For customized videos on training and inference, the data should be organized into the reconstruction dataset structure first. We provide our pretrained VQVAE for reconstruction. Please download the weights at vqvae/model.pt
and put it at ./weights/
. The reconstruction process is as follows.
- Prepare the original videos in the following structure.
-- $VIDEO_DATA_ROOT
| -- dataset A
| -- 0_real
| -- {video_1}.mp4/avi/...
...
| -- {video_N}.mp4/avi/...
| -- 1_fake
| -- {video_1}.mp4/avi/...
...
| -- {video_N}.mp4/avi/...
| -- dataset B
| -- 0_real
| -- {video_1}.mp4/avi/...
...
| -- {video_N}.mp4/avi/...
| -- 1_fake
| -- {video_1}.mp4/avi/...
...
| -- {video_N}.mp4/avi/...
...
- Run the following bash to convert videos into frame suquence and generate reconstructed frames.
python prepare_reconstructed_dataset.py -d $VIDEO_DATA_ROOT -o $RECONSTRUCTION_DATASET_ROOT
- For customized datasets, we provide a procedure for caching MMFR.
Prepare the dataset as the reconstructed data structure, where the data root is denoted as $RECONSTRUCTION_DATASET_ROOT
. Then, run the following script to conduct inference on frames based on our finetuned LLaVA.
python prepare_mm_representations.py --cached-data-root $RECONSTRUCTION_DATASET_ROOT --output-dir $MM_REPRESENTATION_ROOT
The results will be saved as follows, where the MMFR of each class is cached and saved as a pth file.
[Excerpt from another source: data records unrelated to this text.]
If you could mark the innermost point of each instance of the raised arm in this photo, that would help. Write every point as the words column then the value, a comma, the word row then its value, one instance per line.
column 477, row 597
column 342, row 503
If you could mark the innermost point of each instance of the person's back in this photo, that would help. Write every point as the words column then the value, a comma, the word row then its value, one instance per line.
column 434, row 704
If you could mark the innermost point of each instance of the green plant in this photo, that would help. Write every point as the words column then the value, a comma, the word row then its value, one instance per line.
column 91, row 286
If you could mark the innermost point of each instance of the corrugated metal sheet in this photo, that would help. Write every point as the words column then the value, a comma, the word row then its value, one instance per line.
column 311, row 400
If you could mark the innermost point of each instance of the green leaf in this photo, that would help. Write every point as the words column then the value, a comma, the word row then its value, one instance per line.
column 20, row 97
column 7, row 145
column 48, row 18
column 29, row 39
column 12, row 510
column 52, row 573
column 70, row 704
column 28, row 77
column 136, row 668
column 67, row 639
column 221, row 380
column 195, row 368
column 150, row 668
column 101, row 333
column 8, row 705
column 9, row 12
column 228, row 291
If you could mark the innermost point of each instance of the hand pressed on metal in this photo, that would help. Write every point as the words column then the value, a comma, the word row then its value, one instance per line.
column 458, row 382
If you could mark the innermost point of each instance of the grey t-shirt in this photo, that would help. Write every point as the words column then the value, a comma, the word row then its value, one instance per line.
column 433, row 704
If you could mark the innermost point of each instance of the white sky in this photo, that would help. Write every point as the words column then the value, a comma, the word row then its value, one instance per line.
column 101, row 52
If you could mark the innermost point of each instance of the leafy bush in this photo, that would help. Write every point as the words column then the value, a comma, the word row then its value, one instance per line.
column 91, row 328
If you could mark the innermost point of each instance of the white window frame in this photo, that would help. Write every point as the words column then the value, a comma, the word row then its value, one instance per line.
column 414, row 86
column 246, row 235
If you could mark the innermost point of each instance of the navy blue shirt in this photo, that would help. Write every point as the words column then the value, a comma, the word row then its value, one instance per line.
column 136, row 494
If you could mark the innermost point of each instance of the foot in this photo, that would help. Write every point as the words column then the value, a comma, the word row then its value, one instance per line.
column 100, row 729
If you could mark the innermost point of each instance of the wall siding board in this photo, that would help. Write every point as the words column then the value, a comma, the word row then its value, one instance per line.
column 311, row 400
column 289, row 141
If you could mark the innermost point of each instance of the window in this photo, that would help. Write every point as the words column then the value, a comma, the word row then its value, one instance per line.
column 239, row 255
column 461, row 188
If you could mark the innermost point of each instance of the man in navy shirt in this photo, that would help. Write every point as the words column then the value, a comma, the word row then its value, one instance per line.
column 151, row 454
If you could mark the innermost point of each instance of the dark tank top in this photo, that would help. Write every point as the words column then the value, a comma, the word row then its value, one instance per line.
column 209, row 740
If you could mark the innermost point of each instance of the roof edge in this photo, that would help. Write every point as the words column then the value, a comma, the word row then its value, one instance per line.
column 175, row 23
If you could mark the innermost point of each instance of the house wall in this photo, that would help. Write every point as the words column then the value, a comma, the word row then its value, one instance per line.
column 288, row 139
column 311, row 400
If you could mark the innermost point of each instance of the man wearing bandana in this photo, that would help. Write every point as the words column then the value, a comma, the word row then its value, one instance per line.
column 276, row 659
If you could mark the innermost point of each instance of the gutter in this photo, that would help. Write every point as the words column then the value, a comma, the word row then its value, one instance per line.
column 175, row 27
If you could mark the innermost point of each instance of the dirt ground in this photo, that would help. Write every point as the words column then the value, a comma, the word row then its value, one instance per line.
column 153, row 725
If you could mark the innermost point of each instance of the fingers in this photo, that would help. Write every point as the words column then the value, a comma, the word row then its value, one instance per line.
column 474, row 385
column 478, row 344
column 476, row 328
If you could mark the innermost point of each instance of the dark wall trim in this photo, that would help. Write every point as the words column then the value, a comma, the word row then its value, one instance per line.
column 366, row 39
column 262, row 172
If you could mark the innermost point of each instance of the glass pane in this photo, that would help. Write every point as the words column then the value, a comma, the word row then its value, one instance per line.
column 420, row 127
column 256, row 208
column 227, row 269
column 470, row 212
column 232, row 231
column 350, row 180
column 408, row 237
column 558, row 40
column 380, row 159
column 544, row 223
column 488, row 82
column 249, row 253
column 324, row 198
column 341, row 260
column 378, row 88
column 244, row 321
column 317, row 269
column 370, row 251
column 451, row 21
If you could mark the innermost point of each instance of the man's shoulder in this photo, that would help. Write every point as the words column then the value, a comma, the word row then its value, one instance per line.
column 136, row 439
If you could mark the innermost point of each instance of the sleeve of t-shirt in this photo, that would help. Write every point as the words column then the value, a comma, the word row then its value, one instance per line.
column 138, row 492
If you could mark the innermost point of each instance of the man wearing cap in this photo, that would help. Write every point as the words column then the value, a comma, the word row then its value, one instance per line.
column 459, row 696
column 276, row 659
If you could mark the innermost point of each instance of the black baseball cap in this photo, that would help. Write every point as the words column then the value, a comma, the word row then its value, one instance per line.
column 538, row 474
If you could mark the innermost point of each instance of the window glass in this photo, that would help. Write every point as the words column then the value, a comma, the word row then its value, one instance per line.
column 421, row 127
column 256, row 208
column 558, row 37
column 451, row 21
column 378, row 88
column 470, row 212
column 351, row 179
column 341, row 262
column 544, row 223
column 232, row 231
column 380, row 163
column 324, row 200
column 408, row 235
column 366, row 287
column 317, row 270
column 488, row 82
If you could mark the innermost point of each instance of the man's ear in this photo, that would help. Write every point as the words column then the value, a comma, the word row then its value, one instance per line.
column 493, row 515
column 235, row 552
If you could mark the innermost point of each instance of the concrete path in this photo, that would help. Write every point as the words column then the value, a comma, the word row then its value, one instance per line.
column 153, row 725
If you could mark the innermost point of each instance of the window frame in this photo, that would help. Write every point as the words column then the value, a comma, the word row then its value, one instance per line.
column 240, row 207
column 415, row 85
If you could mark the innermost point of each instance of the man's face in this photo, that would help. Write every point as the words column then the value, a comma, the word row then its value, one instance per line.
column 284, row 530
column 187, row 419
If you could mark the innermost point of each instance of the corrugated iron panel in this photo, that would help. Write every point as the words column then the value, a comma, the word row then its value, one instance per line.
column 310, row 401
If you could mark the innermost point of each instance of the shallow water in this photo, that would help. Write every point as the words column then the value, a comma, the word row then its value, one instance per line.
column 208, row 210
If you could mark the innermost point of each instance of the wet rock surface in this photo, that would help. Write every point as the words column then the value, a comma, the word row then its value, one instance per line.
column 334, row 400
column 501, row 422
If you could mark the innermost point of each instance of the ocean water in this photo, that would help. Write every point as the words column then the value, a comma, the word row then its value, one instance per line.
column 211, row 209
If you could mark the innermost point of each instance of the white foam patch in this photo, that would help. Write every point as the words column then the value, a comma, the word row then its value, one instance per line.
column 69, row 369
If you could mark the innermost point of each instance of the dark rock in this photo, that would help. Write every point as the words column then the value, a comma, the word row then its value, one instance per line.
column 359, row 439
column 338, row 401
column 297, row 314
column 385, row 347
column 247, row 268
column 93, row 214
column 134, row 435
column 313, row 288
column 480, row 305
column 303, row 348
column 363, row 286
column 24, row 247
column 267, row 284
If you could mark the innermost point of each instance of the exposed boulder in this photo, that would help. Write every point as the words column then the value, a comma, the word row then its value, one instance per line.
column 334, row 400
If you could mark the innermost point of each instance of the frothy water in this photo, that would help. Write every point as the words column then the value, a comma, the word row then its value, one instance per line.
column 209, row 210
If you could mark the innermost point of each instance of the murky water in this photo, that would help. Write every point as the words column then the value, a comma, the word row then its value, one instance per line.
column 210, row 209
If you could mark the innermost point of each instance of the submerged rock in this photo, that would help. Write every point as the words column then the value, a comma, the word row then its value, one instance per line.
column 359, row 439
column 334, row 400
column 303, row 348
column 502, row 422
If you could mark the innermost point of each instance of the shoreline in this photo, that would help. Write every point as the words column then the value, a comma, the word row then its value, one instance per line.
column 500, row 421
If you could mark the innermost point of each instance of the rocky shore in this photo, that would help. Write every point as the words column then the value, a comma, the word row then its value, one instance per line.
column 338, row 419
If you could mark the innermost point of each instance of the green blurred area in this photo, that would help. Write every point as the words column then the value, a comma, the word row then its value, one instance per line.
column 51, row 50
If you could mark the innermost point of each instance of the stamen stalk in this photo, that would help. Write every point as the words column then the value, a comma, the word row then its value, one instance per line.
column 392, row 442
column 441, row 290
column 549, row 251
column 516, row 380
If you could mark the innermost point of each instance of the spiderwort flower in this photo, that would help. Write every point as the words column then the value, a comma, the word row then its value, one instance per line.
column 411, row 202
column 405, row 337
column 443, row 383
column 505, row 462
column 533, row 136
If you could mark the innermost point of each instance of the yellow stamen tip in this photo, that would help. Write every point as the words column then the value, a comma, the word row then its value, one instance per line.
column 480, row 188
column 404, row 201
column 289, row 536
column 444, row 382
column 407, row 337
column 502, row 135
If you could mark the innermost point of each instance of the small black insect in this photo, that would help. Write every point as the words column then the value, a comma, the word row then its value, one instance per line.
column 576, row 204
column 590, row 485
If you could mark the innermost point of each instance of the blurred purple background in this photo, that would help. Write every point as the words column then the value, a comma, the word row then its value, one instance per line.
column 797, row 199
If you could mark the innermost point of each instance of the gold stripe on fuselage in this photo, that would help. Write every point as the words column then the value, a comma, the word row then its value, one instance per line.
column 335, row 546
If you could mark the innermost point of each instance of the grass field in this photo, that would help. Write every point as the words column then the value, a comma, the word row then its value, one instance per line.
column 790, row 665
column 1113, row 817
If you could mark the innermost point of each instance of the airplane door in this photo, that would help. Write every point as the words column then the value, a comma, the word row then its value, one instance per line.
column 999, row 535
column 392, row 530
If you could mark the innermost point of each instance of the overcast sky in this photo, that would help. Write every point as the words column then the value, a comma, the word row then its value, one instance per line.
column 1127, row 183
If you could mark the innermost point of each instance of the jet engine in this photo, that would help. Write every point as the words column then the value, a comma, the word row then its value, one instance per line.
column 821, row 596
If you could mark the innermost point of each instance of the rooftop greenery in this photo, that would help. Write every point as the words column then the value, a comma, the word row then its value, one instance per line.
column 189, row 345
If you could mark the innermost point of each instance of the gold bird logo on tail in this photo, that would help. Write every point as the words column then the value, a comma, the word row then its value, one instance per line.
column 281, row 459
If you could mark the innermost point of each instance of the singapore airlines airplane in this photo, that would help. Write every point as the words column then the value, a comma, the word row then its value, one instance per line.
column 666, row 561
| -- $MM_REPRESENTATION_ROOT
| -- dataset A
| -- class A1
| -- mm_representation.pth
| -- class A2
| -- mm_representation.pth
| -- dataset B
| -- class B1
| -- mm_representation.pth
| -- class B2
| -- mm_representation.pth
...
In each pth file, the MMFR for every frame is saved as:
{
'{video_id}_{frame_id}.jpg': {
'visual': visual_feature,
'textual': textual_feature
},
...
}